The demand for Irish passports hit record levels last month, with one in three applications coming from Great Britain and the North.
New figures show more than 112,000 people applied for an Irish passport in March, the highest ever number in a single month.
As the original deadline for Brexit approached, the Department of Foreign Affairs was also flooded with 4,800 phone and 1,500 online enquiries every week.
Paper applications from Great Britain and the North from January to March were up 103pc and 71pc respectively on the same three-month period last year.
There were 58,000 paper applications from the North and 41,000 from mainland Britain.

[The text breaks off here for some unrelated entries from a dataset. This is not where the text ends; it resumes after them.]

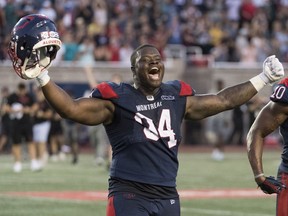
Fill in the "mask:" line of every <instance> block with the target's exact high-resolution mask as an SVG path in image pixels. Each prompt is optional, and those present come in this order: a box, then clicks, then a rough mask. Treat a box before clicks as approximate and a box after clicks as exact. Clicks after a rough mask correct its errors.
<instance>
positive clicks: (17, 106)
mask: <svg viewBox="0 0 288 216" xmlns="http://www.w3.org/2000/svg"><path fill="white" fill-rule="evenodd" d="M7 105H8V112H9V115H10V119H11V138H12V154H13V157H14V161H15V163H14V166H13V171H14V172H16V173H19V172H21V171H22V149H23V145H24V144H27V147H28V154H29V157H30V161H31V164H30V169H31V170H32V171H38V170H40V169H41V167H40V165H39V163H38V161H37V158H36V146H35V143H34V142H33V130H32V128H33V120H32V118H33V114H34V112H35V109H36V104H35V101H34V98H33V96H32V95H31V94H30V93H29V92H28V90H27V87H26V85H25V84H24V83H22V82H21V83H19V84H18V86H17V90H16V91H15V92H13V93H12V94H10V95H9V97H8V103H7Z"/></svg>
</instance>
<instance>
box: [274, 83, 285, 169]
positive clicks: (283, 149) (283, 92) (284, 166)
mask: <svg viewBox="0 0 288 216" xmlns="http://www.w3.org/2000/svg"><path fill="white" fill-rule="evenodd" d="M270 100H272V101H273V102H276V103H282V104H287V105H288V78H285V79H283V80H281V82H279V84H277V85H276V86H275V88H274V91H273V94H272V95H271V96H270ZM280 134H281V135H282V137H283V141H284V145H283V152H282V155H281V157H282V163H281V165H280V169H281V170H282V171H285V172H288V119H286V120H285V121H284V122H283V123H282V124H281V125H280Z"/></svg>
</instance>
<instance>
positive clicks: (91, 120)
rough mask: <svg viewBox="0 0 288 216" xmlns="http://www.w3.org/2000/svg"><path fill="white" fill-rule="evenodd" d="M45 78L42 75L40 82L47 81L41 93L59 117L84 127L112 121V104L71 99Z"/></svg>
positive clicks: (67, 95) (93, 98) (89, 98)
mask: <svg viewBox="0 0 288 216" xmlns="http://www.w3.org/2000/svg"><path fill="white" fill-rule="evenodd" d="M47 76H48V74H47V73H44V74H42V77H41V79H42V80H43V79H49V80H48V81H47V83H46V84H45V85H43V86H42V91H43V93H44V95H45V98H46V99H47V101H48V102H49V104H50V105H51V106H52V107H53V108H54V109H55V111H56V112H57V113H59V114H60V115H61V117H63V118H68V119H71V120H73V121H76V122H78V123H81V124H86V125H97V124H101V123H104V124H109V123H110V122H111V121H112V118H113V112H114V105H113V103H112V102H110V101H108V100H101V99H95V98H79V99H73V98H71V97H70V95H69V94H67V93H66V92H65V91H64V90H63V89H61V88H60V87H59V86H58V85H56V84H55V83H54V82H53V81H51V80H50V78H48V77H49V76H48V77H47ZM43 77H46V78H43ZM37 79H39V78H37Z"/></svg>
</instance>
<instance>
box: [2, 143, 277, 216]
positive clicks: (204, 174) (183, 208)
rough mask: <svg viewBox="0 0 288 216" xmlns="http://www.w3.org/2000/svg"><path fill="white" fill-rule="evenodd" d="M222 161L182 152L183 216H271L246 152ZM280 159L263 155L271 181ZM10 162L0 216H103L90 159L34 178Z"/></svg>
mask: <svg viewBox="0 0 288 216" xmlns="http://www.w3.org/2000/svg"><path fill="white" fill-rule="evenodd" d="M225 157H226V158H225V160H224V161H221V162H215V161H213V160H212V159H211V158H210V151H204V152H203V151H202V152H199V151H196V150H195V151H194V150H193V148H192V150H191V151H190V150H189V152H188V151H187V150H186V151H183V152H180V154H179V160H180V169H179V174H178V179H177V184H178V190H179V192H180V195H181V194H182V195H183V197H182V196H181V197H182V198H181V205H182V208H181V212H182V216H212V215H213V216H220V215H221V216H228V215H229V216H273V215H275V195H264V194H262V193H259V192H261V191H259V190H256V189H257V188H256V184H255V183H254V180H253V176H252V172H251V169H250V166H249V163H248V160H247V156H246V152H245V150H244V149H242V150H241V151H229V152H226V155H225ZM279 157H280V152H279V151H278V150H271V149H267V150H265V154H264V168H265V173H266V174H267V175H275V173H276V170H277V166H278V163H279ZM12 162H13V160H12V157H11V156H10V155H4V154H2V155H0V216H34V215H35V216H36V215H37V216H39V215H40V216H76V215H77V216H78V215H82V216H90V215H91V216H92V215H93V216H104V215H105V209H106V201H105V196H106V192H107V179H108V172H107V170H106V169H105V167H97V166H95V165H94V158H93V155H92V154H88V153H85V154H84V153H83V154H81V155H80V160H79V163H78V164H77V165H72V164H71V163H70V158H69V157H68V158H67V160H66V161H61V162H57V163H55V162H54V163H52V162H49V163H48V164H47V166H46V167H45V170H43V171H42V172H37V173H32V172H31V171H30V170H29V163H28V161H24V169H23V171H22V172H21V173H18V174H15V173H13V172H12V169H11V168H12ZM242 190H244V192H245V193H244V194H243V191H242ZM257 191H258V192H257ZM48 192H49V193H48ZM56 192H58V193H56ZM59 192H61V193H59ZM187 192H189V193H188V196H187ZM234 192H237V193H234ZM239 192H242V193H239ZM81 194H82V195H83V194H84V195H85V194H86V199H85V197H82V195H81ZM199 194H202V196H201V195H199ZM203 194H204V196H203ZM64 195H65V196H64ZM98 195H99V196H98ZM208 195H209V196H208ZM206 196H207V197H206ZM87 197H88V198H87Z"/></svg>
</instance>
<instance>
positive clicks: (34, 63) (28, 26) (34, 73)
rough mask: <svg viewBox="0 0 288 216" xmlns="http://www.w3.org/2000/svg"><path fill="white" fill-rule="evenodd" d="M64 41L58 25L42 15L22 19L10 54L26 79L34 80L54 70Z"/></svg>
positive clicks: (28, 17) (12, 36)
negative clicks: (58, 50)
mask: <svg viewBox="0 0 288 216" xmlns="http://www.w3.org/2000/svg"><path fill="white" fill-rule="evenodd" d="M60 48H61V40H60V39H59V34H58V32H57V29H56V26H55V23H54V22H53V21H52V20H50V19H49V18H48V17H46V16H45V15H42V14H30V15H27V16H24V17H22V18H21V19H20V20H19V21H18V22H17V23H16V25H15V26H14V28H13V30H12V32H11V39H10V43H9V47H8V54H9V56H10V59H11V61H12V64H13V67H14V70H15V72H16V73H17V74H18V75H19V76H20V77H21V78H22V79H33V78H35V77H37V76H38V75H39V74H40V73H41V72H42V71H43V70H44V69H48V68H49V67H50V66H51V62H52V60H53V59H55V57H56V54H57V52H58V50H59V49H60Z"/></svg>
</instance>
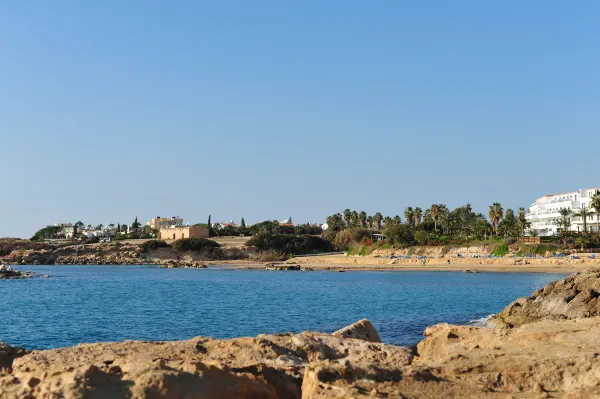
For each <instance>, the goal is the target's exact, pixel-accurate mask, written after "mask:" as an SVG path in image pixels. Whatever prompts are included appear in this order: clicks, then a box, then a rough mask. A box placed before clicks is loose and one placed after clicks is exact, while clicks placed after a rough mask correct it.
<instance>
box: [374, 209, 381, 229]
mask: <svg viewBox="0 0 600 399" xmlns="http://www.w3.org/2000/svg"><path fill="white" fill-rule="evenodd" d="M382 220H383V215H382V214H381V213H379V212H377V213H376V214H375V216H373V222H375V228H376V229H377V231H381V221H382Z"/></svg>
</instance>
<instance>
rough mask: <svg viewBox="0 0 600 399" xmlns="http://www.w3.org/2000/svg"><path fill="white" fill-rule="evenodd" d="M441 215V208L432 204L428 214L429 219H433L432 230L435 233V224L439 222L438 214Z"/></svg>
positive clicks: (436, 229)
mask: <svg viewBox="0 0 600 399" xmlns="http://www.w3.org/2000/svg"><path fill="white" fill-rule="evenodd" d="M441 213H442V208H441V206H440V205H438V204H433V205H431V206H430V207H429V214H430V215H431V219H433V229H434V230H436V231H437V222H438V220H439V217H440V214H441Z"/></svg>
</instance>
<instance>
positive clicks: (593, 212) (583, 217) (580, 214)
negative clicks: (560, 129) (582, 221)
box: [573, 205, 594, 233]
mask: <svg viewBox="0 0 600 399" xmlns="http://www.w3.org/2000/svg"><path fill="white" fill-rule="evenodd" d="M591 215H594V211H591V210H590V208H588V207H587V206H585V205H581V208H579V211H577V212H575V213H574V214H573V216H577V217H580V218H582V219H583V232H584V233H587V218H588V217H589V216H591Z"/></svg>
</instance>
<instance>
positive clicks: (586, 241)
mask: <svg viewBox="0 0 600 399" xmlns="http://www.w3.org/2000/svg"><path fill="white" fill-rule="evenodd" d="M591 243H592V240H590V238H589V237H588V236H586V235H585V234H580V235H578V236H577V237H576V238H575V245H577V246H579V247H580V248H581V250H582V251H583V250H584V249H586V248H587V247H589V246H590V244H591Z"/></svg>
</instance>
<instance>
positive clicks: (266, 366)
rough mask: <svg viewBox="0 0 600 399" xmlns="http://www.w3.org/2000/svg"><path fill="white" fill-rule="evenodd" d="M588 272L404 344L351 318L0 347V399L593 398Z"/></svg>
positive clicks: (450, 325)
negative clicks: (477, 320)
mask: <svg viewBox="0 0 600 399" xmlns="http://www.w3.org/2000/svg"><path fill="white" fill-rule="evenodd" d="M599 293H600V269H598V268H593V269H589V270H587V271H585V272H582V273H577V274H575V275H573V276H569V277H567V278H565V279H563V280H560V281H558V282H553V283H550V284H548V285H547V286H546V287H545V288H543V289H541V290H538V291H536V292H535V293H533V294H532V295H531V296H529V297H525V298H520V299H518V300H516V301H515V302H513V303H512V304H510V305H509V306H508V307H507V308H506V309H505V310H503V311H502V312H500V313H498V314H497V315H495V316H494V317H492V319H491V321H490V324H492V325H493V327H495V328H490V327H473V326H454V325H449V324H438V325H435V326H431V327H429V328H427V329H426V330H425V333H424V335H425V339H424V340H423V341H421V342H420V343H419V344H418V345H416V346H415V347H413V348H406V347H401V346H394V345H387V344H384V343H381V342H378V341H379V336H378V334H377V331H376V330H375V328H374V327H373V326H372V325H371V323H370V322H368V321H367V320H362V321H360V322H358V323H356V324H354V325H352V326H349V327H347V328H344V329H342V330H340V331H338V332H336V333H334V334H332V335H329V334H323V333H316V332H304V333H300V334H291V333H287V334H273V335H259V336H258V337H254V338H235V339H230V340H217V339H211V338H205V337H196V338H193V339H191V340H188V341H174V342H143V341H125V342H120V343H96V344H83V345H77V346H75V347H72V348H64V349H54V350H45V351H32V352H27V351H26V350H24V349H23V348H13V347H9V346H6V345H0V397H2V398H25V397H27V398H56V397H62V398H113V397H114V398H189V399H192V398H197V399H210V398H305V399H309V398H310V399H313V398H323V399H325V398H367V397H368V398H372V397H377V398H442V397H443V398H594V397H600V354H599V351H598V345H597V342H598V339H597V337H598V336H599V334H600V301H599V298H600V294H599Z"/></svg>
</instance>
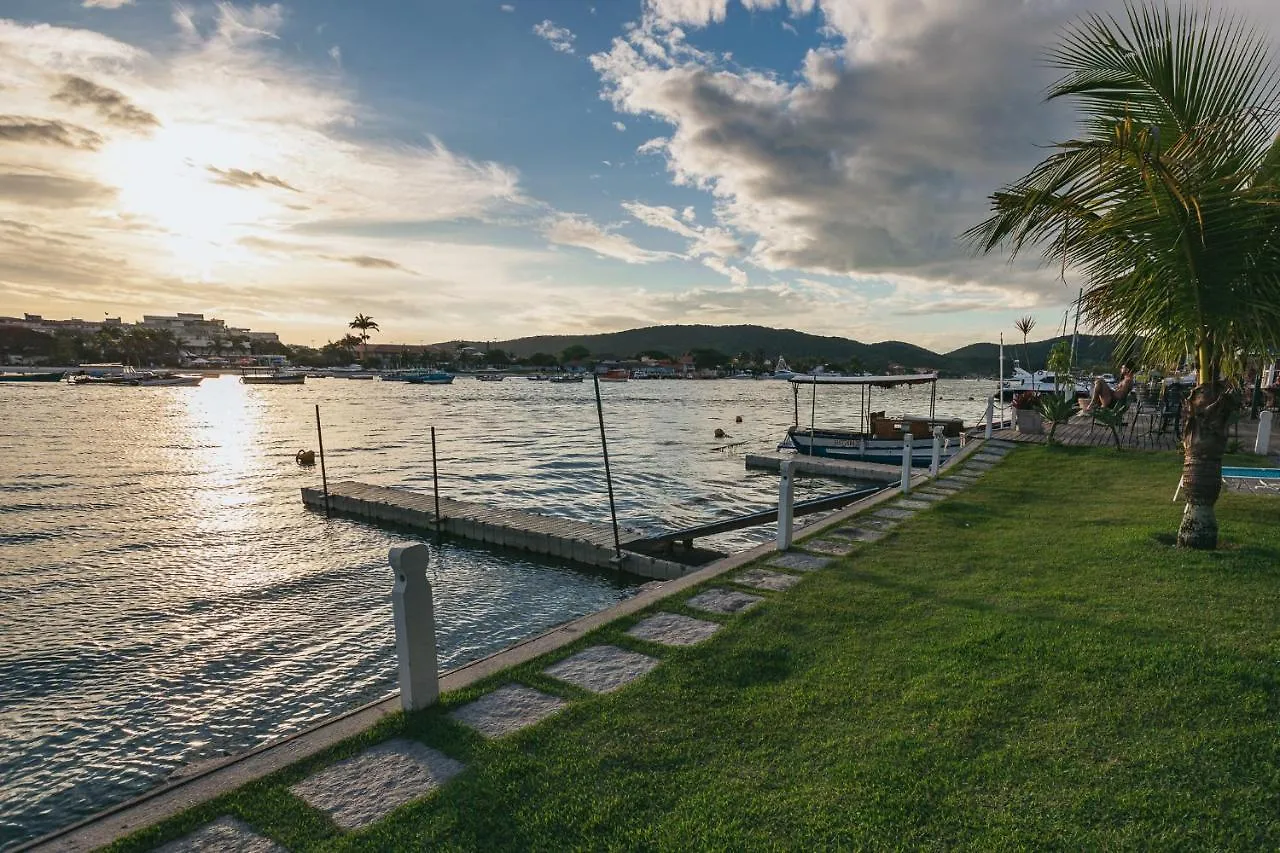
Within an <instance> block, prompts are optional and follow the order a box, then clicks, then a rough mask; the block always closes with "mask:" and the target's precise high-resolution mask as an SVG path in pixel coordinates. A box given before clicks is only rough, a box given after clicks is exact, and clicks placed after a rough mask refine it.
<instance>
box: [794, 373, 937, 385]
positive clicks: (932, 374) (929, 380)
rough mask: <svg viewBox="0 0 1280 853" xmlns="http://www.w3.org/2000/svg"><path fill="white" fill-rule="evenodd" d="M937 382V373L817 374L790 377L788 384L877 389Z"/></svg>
mask: <svg viewBox="0 0 1280 853" xmlns="http://www.w3.org/2000/svg"><path fill="white" fill-rule="evenodd" d="M937 380H938V374H937V373H908V374H904V375H899V377H827V375H823V374H819V375H815V377H810V375H805V377H791V379H790V382H792V383H795V384H797V386H876V387H877V388H892V387H893V386H922V384H924V383H927V382H937Z"/></svg>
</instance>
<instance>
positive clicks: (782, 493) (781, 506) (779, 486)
mask: <svg viewBox="0 0 1280 853" xmlns="http://www.w3.org/2000/svg"><path fill="white" fill-rule="evenodd" d="M795 469H796V461H795V460H794V459H788V460H783V461H782V465H781V466H780V470H781V471H782V480H781V482H780V483H778V551H786V549H787V548H790V547H791V534H792V533H794V529H792V519H794V512H792V510H794V501H792V498H794V497H795V489H794V484H795Z"/></svg>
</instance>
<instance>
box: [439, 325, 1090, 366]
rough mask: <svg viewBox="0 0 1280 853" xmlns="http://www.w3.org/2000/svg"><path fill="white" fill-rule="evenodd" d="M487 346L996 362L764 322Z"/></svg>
mask: <svg viewBox="0 0 1280 853" xmlns="http://www.w3.org/2000/svg"><path fill="white" fill-rule="evenodd" d="M1061 339H1062V338H1050V339H1047V341H1033V342H1032V343H1030V345H1029V350H1030V360H1032V364H1033V365H1034V366H1037V368H1042V366H1043V365H1044V359H1046V357H1047V355H1048V351H1050V347H1052V346H1053V343H1056V342H1057V341H1061ZM1068 339H1070V338H1068ZM460 343H468V345H470V346H476V347H479V348H484V346H485V345H484V343H483V342H480V343H476V342H466V341H452V342H449V343H442V345H438V346H439V347H442V348H451V347H453V346H457V345H460ZM489 346H492V347H497V348H500V350H503V351H504V352H509V353H512V355H516V356H521V357H525V356H530V355H532V353H535V352H549V353H553V355H558V353H561V352H563V351H564V350H566V348H568V347H571V346H584V347H586V348H588V350H589V351H590V352H591V357H593V359H599V360H607V359H626V357H632V356H635V355H636V353H640V352H664V353H667V355H671V356H676V357H678V356H681V355H684V353H686V352H690V351H692V350H699V348H701V350H718V351H719V352H723V353H726V355H730V356H733V355H737V353H741V352H748V353H751V355H755V353H763V356H764V357H765V359H768V360H769V361H772V360H774V359H777V357H778V356H780V355H781V356H786V359H787V360H788V361H799V360H804V359H813V360H817V361H835V362H847V361H850V360H852V359H856V360H858V361H859V364H861V365H863V368H864V369H865V370H869V371H872V373H882V371H884V370H887V369H888V368H890V366H891V365H899V366H902V368H908V369H911V370H914V369H923V370H937V371H940V373H942V374H945V375H950V377H963V375H993V374H995V373H996V368H997V364H998V359H1000V346H998V345H996V343H972V345H969V346H965V347H961V348H959V350H954V351H951V352H947V353H945V355H943V353H938V352H933V351H931V350H925V348H924V347H918V346H915V345H911V343H904V342H901V341H882V342H879V343H863V342H860V341H852V339H850V338H840V337H831V336H819V334H809V333H806V332H797V330H795V329H773V328H769V327H764V325H653V327H646V328H641V329H627V330H626V332H609V333H604V334H540V336H535V337H529V338H516V339H512V341H493V342H490V343H489ZM1114 346H1115V343H1114V339H1112V338H1108V337H1097V336H1084V334H1082V336H1080V338H1079V342H1078V352H1079V357H1078V362H1079V364H1080V365H1082V366H1103V365H1106V366H1110V365H1111V350H1112V348H1114ZM1021 351H1023V347H1021V342H1020V341H1019V343H1018V351H1016V353H1015V352H1014V346H1012V342H1011V341H1006V342H1005V362H1006V370H1007V369H1011V368H1012V362H1014V359H1019V360H1021V359H1023V356H1021Z"/></svg>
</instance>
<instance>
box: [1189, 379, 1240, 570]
mask: <svg viewBox="0 0 1280 853" xmlns="http://www.w3.org/2000/svg"><path fill="white" fill-rule="evenodd" d="M1201 379H1202V384H1199V386H1197V387H1196V389H1194V391H1192V396H1190V398H1189V400H1188V401H1187V425H1185V427H1183V447H1184V451H1185V457H1184V461H1183V489H1184V493H1185V494H1187V507H1185V508H1184V510H1183V523H1181V525H1180V526H1179V529H1178V544H1179V546H1181V547H1184V548H1203V549H1213V548H1216V547H1217V516H1216V515H1215V514H1213V505H1215V503H1217V496H1219V494H1220V493H1221V491H1222V455H1224V453H1225V452H1226V439H1228V423H1229V420H1230V415H1231V410H1233V409H1234V407H1235V406H1236V402H1238V401H1236V398H1235V394H1234V393H1231V392H1229V391H1226V389H1225V388H1224V387H1222V384H1221V383H1220V382H1219V380H1217V379H1210V382H1208V383H1203V374H1202V377H1201Z"/></svg>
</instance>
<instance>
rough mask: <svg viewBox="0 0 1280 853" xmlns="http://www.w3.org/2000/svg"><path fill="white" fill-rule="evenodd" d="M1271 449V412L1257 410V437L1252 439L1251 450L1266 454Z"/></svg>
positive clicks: (1266, 453)
mask: <svg viewBox="0 0 1280 853" xmlns="http://www.w3.org/2000/svg"><path fill="white" fill-rule="evenodd" d="M1270 450H1271V412H1270V411H1262V412H1258V437H1257V438H1256V439H1253V452H1254V453H1260V455H1262V456H1266V455H1267V452H1268V451H1270Z"/></svg>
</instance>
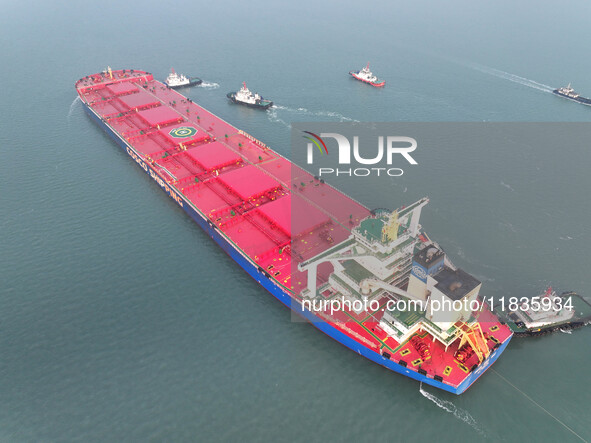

Tanaiste Simon Coveney has urged families to check their passports ahead of the summer holiday season to ensure they are still valid.
"Every year we see hundreds of families who end up spending thousands of euro rebooking flights because a day or two before travel they realise one of the children's passports is out of date," he said.
"We have expanded the online service to allow for both child and adult renewals.
"I would ask anyone travelling to take the five minutes to check the family passports ahead of the busy season of May, June and July."
The spike in demand began in January when 100,400 applications were received.
This continued with 100,500 passport requests in February before a big jump last month.
For people in Northern Ireland and Great Britain, an Irish passport will ensure they still have open access and full employment rights in other EU countries after Brexit.
The UK was due to leave the EU at 11pm on March 29, but this has been put back twice and possibly will not happen until October 31 at the earliest.
Before the first quarter of this year, there were only two months over the past five years when the passport application figure exceeded 100,000.
In 2018, there were 850,000 applications, but based on the current trajectory, the Department of Foreign Affairs is planning to deal with 1.1 million requests this year.